First-Year Ph.D. Student Yingrui Wei Awarded Lynford-Chudnovsky Fellowship for AI-Hardware Research
Yingrui Wei, a first-year doctoral candidate in the Research in Advanced Integrated Systems and Electronics (RAISE) Lab, has been awarded the inaugural Lynford-Chudnovsky Fellowship.
The Fellowship, funded by longtime Tandon supporters Jeffrey and Tondra Lynford, recognizes exceptional doctoral students whose research bridges AI and hardware — a critical frontier as the world demands more intelligent yet energy-efficient computing systems.
A Journey From Physics to Cutting-Edge Circuit Design
Wei's higher-ed journey began in his native China, where he earned his B.S. in Physics with honors in 2023. After working for a time at a renewable energy lab, developing expertise in semiconductor and device physics, he pursued his M.S. in Electrical Engineering at Columbia University, where his focus shifted decisively toward analog integrated circuit design.
At Columbia, Wei helped design and manufacture an ultra-low-power humidity and temperature sensor chip that operates on less than 5 microwatts — roughly the power needed to illuminate a single LED on a circuit board. His contributions included developing a linear model for the frequency feedback loop, designing a chopper-stabilized amplifier, and creating a high-linearity voltage-controlled oscillator. The breadboard prototype achieved 8-bit resolution, a technical accomplishment that caught the attention of Assistant Professor of Electrical and Computer Engineering Hamed Rahmani, who heads the RAISE Lab.

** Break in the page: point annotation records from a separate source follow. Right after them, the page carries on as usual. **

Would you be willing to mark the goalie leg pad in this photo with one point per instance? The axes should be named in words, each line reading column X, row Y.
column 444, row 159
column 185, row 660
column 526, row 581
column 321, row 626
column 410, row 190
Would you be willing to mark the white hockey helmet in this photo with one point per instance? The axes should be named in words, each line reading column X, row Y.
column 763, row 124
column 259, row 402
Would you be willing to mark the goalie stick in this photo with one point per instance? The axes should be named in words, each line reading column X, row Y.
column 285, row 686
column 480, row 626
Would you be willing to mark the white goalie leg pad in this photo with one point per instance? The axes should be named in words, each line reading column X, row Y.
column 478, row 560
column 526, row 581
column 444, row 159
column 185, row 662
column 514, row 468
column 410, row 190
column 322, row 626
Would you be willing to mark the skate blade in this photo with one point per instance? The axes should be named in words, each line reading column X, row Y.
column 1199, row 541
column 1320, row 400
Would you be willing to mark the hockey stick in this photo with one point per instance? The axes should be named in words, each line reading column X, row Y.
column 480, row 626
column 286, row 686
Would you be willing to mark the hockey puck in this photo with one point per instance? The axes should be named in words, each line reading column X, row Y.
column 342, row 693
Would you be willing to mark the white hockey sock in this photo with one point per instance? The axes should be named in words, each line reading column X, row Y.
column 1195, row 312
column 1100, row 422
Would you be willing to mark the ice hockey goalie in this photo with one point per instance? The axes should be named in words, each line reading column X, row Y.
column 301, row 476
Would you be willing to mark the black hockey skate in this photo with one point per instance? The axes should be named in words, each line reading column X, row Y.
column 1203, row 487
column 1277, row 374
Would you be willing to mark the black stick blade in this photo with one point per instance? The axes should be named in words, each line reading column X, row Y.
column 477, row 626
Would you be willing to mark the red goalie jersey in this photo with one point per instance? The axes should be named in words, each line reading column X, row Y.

Standing Out in a Competitive Field
"Yingrui joined my group in Fall 2025 after finishing his master's at Columbia, and he stood out right away," says Rahmani, who went on to praise Wei’s participation in the final stages of a chip design project and his published work. "He already had tapeout experience and a paper in a strong IEEE venue, which is rare at that stage. In the past few months, I've seen that he really knows his circuits and systems, and he's comfortable thinking across electrical engineering, microwave work, and even the new AI-assisted design approaches. That mix makes him an up-and-coming researcher for future low-power, energy-efficient systems."
Real-World Impact: From Subway Sensors to Brain Interfaces
Wei's current research focuses on developing ultra-low-power wireless data links — technology with applications ranging from the mundane to the transformative. Consider the hundreds of sensors monitoring conditions throughout a subway system. Each one requires power, and collectively they represent a significant energy cost. Wei's work aims to dramatically reduce that consumption.
But the most compelling applications may be in healthcare. Brain-computer interfaces and medical wearables face a fundamental challenge: they can't require frequent charging or battery replacements. Wei envisions fully wireless, programmable neural interfaces that eliminate batteries entirely — advancing safety by removing potential points of failure, improving economics by eliminating the need for additional hardware purchases, and promoting sustainability through dramatically reduced power consumption.
"It is my dream to devote myself to this field, carry out further innovation, design faster analog-to-digital and digital-to-analog converters, and solve engineering problems," Wei explains. His commitment extends beyond the lab: he maintains a technical blog where he shares his insights on analog circuit design with a growing community of engineers and students.
A Legacy of Innovation
The award's name honors both the Lynford family's long-standing commitment to the institution and the Chudnovsky brothers, Gregory and David, world-renowned mathematicians who worked at Tandon and are celebrated for being the first to calculate pi to over a billion decimal places in 1989, using a home-built supercomputer. (By the early 1990s, they had reached more than four billion places.)
As AI systems grow more complex and ubiquitous, the need for researchers who can bridge the gap between algorithmic sophistication and hardware efficiency becomes ever more critical. Wei's combination of theoretical grounding, practical tapeout experience, and vision for real-world impact positions him to make significant contributions to this vital field.
For Wei, the fellowship thus represents validation of his past work and fuel for the ambitious research still ahead of him.